You can define which document type is used as a default document for a site.
For example, if most pages in your site are of a specific file type (such as Cold Fusion, HTML, or ASP documents), you can set document preferences that automatically create new documents of the specified file type.
If you select Unicode (UTF‑8) as the document encoding, entity encoding is not necessary because UTF‑8 can safely represent all characters. If you select another document encoding, entity encoding may be necessary to represent certain characters. For more information on character entities, see www.w3.org/TR/REC-html40/sgml/entities.html.
If you select Unicode (UTF‑8) as a default encoding, you can include a Byte Order Mark (BOM) in the document by selecting the Include Unicode Signature (BOM) option.
A BOM is 2-4 bytes at the beginning of a text file that identifies a file as Unicode, as well as the byte order of the following bytes. Because UTF‑8 has no byte order, adding a UTF‑8 BOM is optional. For UTF‑16 and UTF‑32, it is required.

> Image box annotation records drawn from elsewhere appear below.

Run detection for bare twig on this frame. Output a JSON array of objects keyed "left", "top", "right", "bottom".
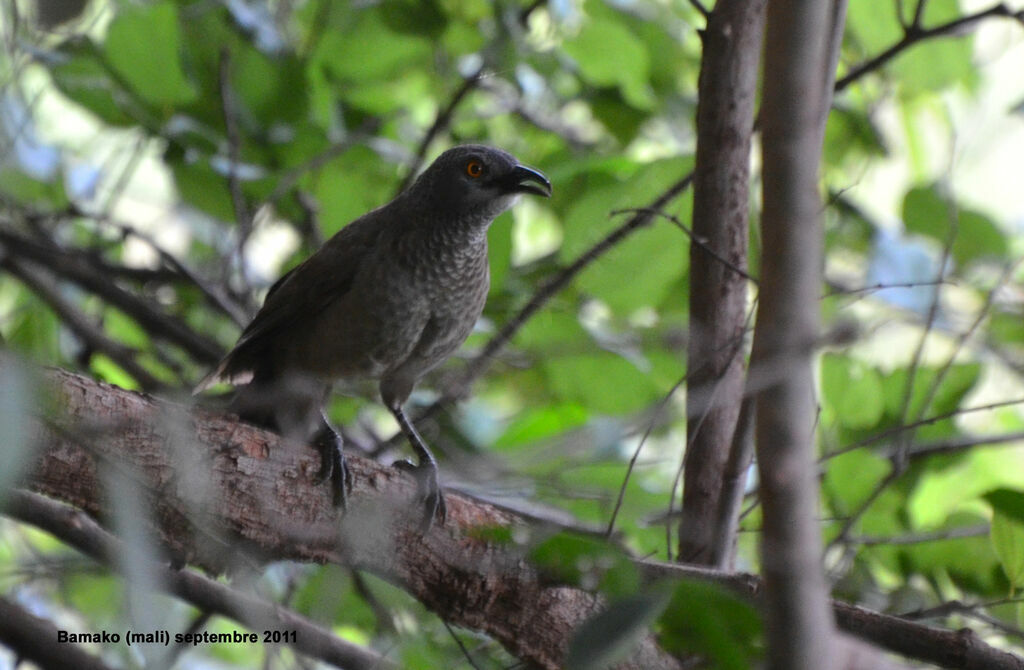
[
  {"left": 217, "top": 46, "right": 253, "bottom": 271},
  {"left": 836, "top": 2, "right": 1024, "bottom": 92},
  {"left": 395, "top": 65, "right": 484, "bottom": 195},
  {"left": 821, "top": 397, "right": 1024, "bottom": 462},
  {"left": 0, "top": 226, "right": 223, "bottom": 365},
  {"left": 0, "top": 597, "right": 111, "bottom": 670},
  {"left": 6, "top": 491, "right": 393, "bottom": 670},
  {"left": 0, "top": 258, "right": 166, "bottom": 391}
]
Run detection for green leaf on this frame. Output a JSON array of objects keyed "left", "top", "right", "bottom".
[
  {"left": 543, "top": 351, "right": 658, "bottom": 414},
  {"left": 528, "top": 532, "right": 630, "bottom": 588},
  {"left": 561, "top": 160, "right": 689, "bottom": 316},
  {"left": 903, "top": 186, "right": 1009, "bottom": 266},
  {"left": 821, "top": 353, "right": 885, "bottom": 429},
  {"left": 562, "top": 17, "right": 654, "bottom": 110},
  {"left": 658, "top": 581, "right": 762, "bottom": 670},
  {"left": 230, "top": 45, "right": 309, "bottom": 128},
  {"left": 989, "top": 511, "right": 1024, "bottom": 586},
  {"left": 313, "top": 8, "right": 431, "bottom": 82},
  {"left": 492, "top": 403, "right": 590, "bottom": 450},
  {"left": 882, "top": 363, "right": 981, "bottom": 428},
  {"left": 103, "top": 2, "right": 197, "bottom": 108},
  {"left": 0, "top": 167, "right": 68, "bottom": 211},
  {"left": 487, "top": 213, "right": 513, "bottom": 295},
  {"left": 982, "top": 489, "right": 1024, "bottom": 524},
  {"left": 50, "top": 40, "right": 136, "bottom": 126},
  {"left": 565, "top": 590, "right": 671, "bottom": 670}
]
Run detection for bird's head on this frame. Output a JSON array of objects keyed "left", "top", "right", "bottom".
[{"left": 410, "top": 144, "right": 551, "bottom": 224}]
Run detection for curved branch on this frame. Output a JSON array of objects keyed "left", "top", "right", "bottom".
[
  {"left": 22, "top": 370, "right": 679, "bottom": 669},
  {"left": 836, "top": 2, "right": 1024, "bottom": 93},
  {"left": 4, "top": 492, "right": 395, "bottom": 670},
  {"left": 18, "top": 370, "right": 1024, "bottom": 670}
]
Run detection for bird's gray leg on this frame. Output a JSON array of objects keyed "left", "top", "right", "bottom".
[
  {"left": 388, "top": 404, "right": 447, "bottom": 530},
  {"left": 313, "top": 410, "right": 352, "bottom": 509}
]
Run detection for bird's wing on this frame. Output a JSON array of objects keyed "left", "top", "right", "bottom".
[{"left": 193, "top": 212, "right": 382, "bottom": 394}]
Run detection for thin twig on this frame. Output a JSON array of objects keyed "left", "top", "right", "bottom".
[
  {"left": 0, "top": 257, "right": 166, "bottom": 391},
  {"left": 441, "top": 619, "right": 480, "bottom": 670},
  {"left": 5, "top": 490, "right": 393, "bottom": 670},
  {"left": 818, "top": 397, "right": 1024, "bottom": 463},
  {"left": 611, "top": 207, "right": 758, "bottom": 286},
  {"left": 836, "top": 2, "right": 1024, "bottom": 92},
  {"left": 217, "top": 46, "right": 253, "bottom": 268},
  {"left": 395, "top": 65, "right": 483, "bottom": 195}
]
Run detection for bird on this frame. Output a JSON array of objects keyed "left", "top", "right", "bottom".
[{"left": 194, "top": 144, "right": 552, "bottom": 528}]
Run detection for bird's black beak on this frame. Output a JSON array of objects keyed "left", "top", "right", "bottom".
[{"left": 507, "top": 165, "right": 551, "bottom": 198}]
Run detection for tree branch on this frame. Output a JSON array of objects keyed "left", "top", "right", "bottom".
[
  {"left": 14, "top": 369, "right": 1024, "bottom": 670},
  {"left": 0, "top": 597, "right": 111, "bottom": 670},
  {"left": 19, "top": 370, "right": 678, "bottom": 669},
  {"left": 836, "top": 2, "right": 1024, "bottom": 93},
  {"left": 393, "top": 172, "right": 693, "bottom": 448},
  {"left": 749, "top": 0, "right": 845, "bottom": 670},
  {"left": 5, "top": 491, "right": 395, "bottom": 670},
  {"left": 678, "top": 0, "right": 765, "bottom": 568}
]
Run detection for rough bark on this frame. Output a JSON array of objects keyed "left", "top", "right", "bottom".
[
  {"left": 8, "top": 370, "right": 1024, "bottom": 670},
  {"left": 19, "top": 370, "right": 679, "bottom": 669},
  {"left": 679, "top": 0, "right": 765, "bottom": 568},
  {"left": 750, "top": 0, "right": 838, "bottom": 670}
]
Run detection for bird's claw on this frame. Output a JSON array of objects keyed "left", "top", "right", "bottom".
[
  {"left": 315, "top": 428, "right": 352, "bottom": 509},
  {"left": 392, "top": 460, "right": 447, "bottom": 533}
]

There are four Unicode Normalization Forms. The most important is Normalization Form C because it's the most common one used in the Character Model for the World Wide Web. Adobe provides the other three Unicode Normalization Forms for completeness.
In Unicode, there are characters that are visually similar but can be stored within the document in different ways. For example, “ë” (e‑umlaut) can be represented as a single character, “e‑umlaut,” or as two characters, “regular Latin e” + “combining umlaut.” A Unicode combining character is one that gets used with the previous character, so the umlaut would appear above the “Latin e.” Both forms result in the same visual typography, but what is saved in the file is different for each form.
Normalization is the process of making sure all characters that can be saved in different forms are all saved using the same form. That is, all “ë” characters in a document are saved as single “e‑umlaut” or as “e” + “combining umlaut,” and not as both forms in one document.
For more information on Unicode Normalization and the specific forms that can be used, see the Unicode website at www.unicode.org/reports/tr15.